A data warehouse maintains historical accuracy and historical context.
- Consider this scenario: You have two teams of salespeople. Your sales report shows total sales by team, by week. One team is significantly outperforming the other, so you decide to mix up the players to even out the teams. When you look at your report for the previous week, it should reflect the sales figures for the teams as they were configured at that time.
- A system that doesn’t maintain historical context will instead suggest that the teams were performing evenly the previous week, because the system is only aware of its current state and responds as though the current team assignments have always been the team assignments.
A data warehouse can hold massive quantities of data.
- Excel holds smaller quantities, less efficiently. Various BI tools may hold data, but accessing that data is often limited (some Cloud API’s will even throttle your data transfer after a certain amount of usage, making them poor choices for real-time reporting).
A data warehouse is fast.
- Desktop reporting tools are limited to the power of the desktop. The typical business computer may not be up to the task. A data warehouse on multicore servers with gobs of RAM and a speedy disk array is much more powerful; let it do the heavy lifting.
- Speed is important and here’s why. If an employee has to wait sixty seconds for a report to run and has to run that report five times daily over the course of a year, he or she will spend more than twenty hours waiting. For an employee making $75,000/year, that’s over $750 in wages spent just waiting. Not to mention the fact that the employee may stop using the report altogether out of frustration.
Data warehouses can be made regulation compliant (e.g., SOX, PCI, FERPA, HIPAA, SSAE16).
- Cloud-based BI services have variable compliance profiles, requiring you to work around limitations. Excel files on their own are never standards-compliant; additional controls must be placed around the access to and distribution of those files.
- A data warehouse enables you to have a single compliance profile for a single, master repository of your data.
A data warehouse is secure.
- You can control access through user-credentials and manage exactly who can access what.
- You can enforce who is allowed to modify data and who can only view data.
- You can easily audit every aspect of a data warehouse—who has access to what, what data was modified when, what the value of the data was before it was modified, etc.

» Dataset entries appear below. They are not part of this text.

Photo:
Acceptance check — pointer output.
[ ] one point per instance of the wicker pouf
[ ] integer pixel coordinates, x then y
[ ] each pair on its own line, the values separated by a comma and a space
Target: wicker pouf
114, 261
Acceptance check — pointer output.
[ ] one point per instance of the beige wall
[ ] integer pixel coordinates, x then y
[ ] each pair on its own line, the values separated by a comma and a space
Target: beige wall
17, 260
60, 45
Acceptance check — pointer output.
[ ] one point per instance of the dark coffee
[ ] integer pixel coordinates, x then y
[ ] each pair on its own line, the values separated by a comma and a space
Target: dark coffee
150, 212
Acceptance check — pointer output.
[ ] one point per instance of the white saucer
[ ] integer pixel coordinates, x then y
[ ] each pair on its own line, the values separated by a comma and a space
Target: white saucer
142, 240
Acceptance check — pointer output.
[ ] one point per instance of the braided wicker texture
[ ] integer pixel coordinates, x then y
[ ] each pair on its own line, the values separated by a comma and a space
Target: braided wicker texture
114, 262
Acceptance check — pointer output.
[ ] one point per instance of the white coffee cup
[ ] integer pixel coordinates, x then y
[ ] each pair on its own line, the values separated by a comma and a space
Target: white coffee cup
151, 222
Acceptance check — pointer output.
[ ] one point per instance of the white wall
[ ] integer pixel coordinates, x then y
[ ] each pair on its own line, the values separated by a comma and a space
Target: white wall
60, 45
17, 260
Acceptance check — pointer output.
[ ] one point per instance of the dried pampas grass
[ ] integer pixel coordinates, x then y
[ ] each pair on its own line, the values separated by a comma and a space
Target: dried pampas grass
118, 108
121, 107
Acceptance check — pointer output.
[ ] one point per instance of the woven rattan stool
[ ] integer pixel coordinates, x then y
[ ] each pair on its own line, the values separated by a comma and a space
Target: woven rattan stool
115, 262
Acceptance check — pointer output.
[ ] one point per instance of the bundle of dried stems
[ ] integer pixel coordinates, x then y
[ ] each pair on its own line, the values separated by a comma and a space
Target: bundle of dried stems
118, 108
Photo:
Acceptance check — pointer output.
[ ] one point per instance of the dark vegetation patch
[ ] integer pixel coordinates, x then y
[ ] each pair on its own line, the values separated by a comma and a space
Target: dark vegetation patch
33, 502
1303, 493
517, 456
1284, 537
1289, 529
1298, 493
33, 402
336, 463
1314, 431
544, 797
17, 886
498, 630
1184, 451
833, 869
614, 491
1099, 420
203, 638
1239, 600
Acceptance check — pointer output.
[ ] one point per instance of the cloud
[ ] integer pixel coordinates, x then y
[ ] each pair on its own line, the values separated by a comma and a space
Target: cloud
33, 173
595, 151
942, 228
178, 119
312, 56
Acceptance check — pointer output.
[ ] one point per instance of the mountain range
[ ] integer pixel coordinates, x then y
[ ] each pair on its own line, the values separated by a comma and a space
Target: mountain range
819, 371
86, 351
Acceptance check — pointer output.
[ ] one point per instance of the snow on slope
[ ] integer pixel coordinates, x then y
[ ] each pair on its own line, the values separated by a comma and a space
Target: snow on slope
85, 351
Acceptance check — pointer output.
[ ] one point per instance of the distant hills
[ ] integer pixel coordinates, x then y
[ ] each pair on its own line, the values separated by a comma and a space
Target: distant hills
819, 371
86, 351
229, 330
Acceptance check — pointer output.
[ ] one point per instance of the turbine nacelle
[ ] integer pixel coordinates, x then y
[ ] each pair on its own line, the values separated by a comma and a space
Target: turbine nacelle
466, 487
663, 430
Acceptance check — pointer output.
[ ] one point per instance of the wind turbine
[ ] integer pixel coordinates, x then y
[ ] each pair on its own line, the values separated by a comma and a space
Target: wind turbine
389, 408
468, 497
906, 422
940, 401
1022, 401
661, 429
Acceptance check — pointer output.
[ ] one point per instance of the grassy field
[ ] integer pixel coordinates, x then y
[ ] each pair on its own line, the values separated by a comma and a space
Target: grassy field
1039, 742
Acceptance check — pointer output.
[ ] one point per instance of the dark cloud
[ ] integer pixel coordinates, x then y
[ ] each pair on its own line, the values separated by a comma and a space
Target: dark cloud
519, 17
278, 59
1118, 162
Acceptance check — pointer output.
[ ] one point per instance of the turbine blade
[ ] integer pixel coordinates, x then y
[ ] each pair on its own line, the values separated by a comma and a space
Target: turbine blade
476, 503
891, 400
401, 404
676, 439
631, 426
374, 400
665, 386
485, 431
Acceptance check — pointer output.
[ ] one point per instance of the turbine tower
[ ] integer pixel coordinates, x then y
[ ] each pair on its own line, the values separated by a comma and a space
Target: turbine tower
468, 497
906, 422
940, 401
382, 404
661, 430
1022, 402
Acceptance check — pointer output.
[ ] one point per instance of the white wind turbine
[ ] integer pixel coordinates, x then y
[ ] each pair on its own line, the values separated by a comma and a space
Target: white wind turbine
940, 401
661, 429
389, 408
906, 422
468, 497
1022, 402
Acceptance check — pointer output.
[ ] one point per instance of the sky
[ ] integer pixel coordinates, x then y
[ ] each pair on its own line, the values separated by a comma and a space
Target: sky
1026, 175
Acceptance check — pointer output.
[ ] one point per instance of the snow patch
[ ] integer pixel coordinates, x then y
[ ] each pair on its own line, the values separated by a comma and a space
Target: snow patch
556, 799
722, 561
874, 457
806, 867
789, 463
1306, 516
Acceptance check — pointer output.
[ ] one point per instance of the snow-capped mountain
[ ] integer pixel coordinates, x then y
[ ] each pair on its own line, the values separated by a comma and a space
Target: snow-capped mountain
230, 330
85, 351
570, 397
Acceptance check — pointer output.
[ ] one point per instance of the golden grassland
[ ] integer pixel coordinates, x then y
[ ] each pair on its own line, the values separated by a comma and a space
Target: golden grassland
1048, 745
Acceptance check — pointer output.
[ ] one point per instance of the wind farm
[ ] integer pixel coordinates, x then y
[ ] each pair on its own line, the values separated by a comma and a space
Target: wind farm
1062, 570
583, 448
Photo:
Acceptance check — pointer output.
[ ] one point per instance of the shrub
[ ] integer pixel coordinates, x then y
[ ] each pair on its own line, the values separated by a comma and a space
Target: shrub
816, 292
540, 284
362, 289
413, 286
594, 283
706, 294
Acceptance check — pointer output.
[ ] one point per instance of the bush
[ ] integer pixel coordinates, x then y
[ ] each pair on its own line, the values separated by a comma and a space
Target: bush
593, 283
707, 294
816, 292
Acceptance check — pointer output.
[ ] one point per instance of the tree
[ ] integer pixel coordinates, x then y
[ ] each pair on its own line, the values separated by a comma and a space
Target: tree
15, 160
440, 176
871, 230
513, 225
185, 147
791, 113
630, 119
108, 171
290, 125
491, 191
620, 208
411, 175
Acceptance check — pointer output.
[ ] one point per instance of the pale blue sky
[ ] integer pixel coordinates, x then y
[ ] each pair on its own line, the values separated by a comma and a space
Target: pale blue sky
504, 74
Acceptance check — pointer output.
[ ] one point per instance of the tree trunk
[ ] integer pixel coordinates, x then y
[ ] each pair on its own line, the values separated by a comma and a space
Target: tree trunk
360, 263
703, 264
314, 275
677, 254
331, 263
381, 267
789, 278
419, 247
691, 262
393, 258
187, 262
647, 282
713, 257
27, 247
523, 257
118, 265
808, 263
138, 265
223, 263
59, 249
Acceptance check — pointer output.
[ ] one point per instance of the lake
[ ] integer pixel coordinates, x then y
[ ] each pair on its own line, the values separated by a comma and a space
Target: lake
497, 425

A data warehouse is reliable.
- You can capture your data at any level of granularity.
- In the event of a disaster, you can restore your data to a specific point in time.
- You can set up a redundant infrastructure (e.g., server clustering, regional instances, etc.).
Data warehouses are affordable.
- Cloud-based servers that can be rented for as little as $100 per month typically provide more storage and processing power than many companies need.
- There are FOSS (free and open-source software) options.
Choosing not to build a data warehouse is taking on technical debt.
- Want to change the Cloud service provider for one of your key applications? With a data warehouse, you only need to update your ETL to bring the new source in to your existing structure. By contrast, if you use a data mashup tool, you’ll also need to update your data model and likely the reports it feeds.
- Want to change your reporting tool? You’ll need to rebuild your entire data model. Data warehouses are designed with reporting in mind, regardless of which reporting tool you use.
- Need to tackle big data? Data mashup tools don’t offer the performance you need.
- Plan on scaling up? As your number of data sources grows, the ETL and data model in your mash-up system will become unwieldy and unstable.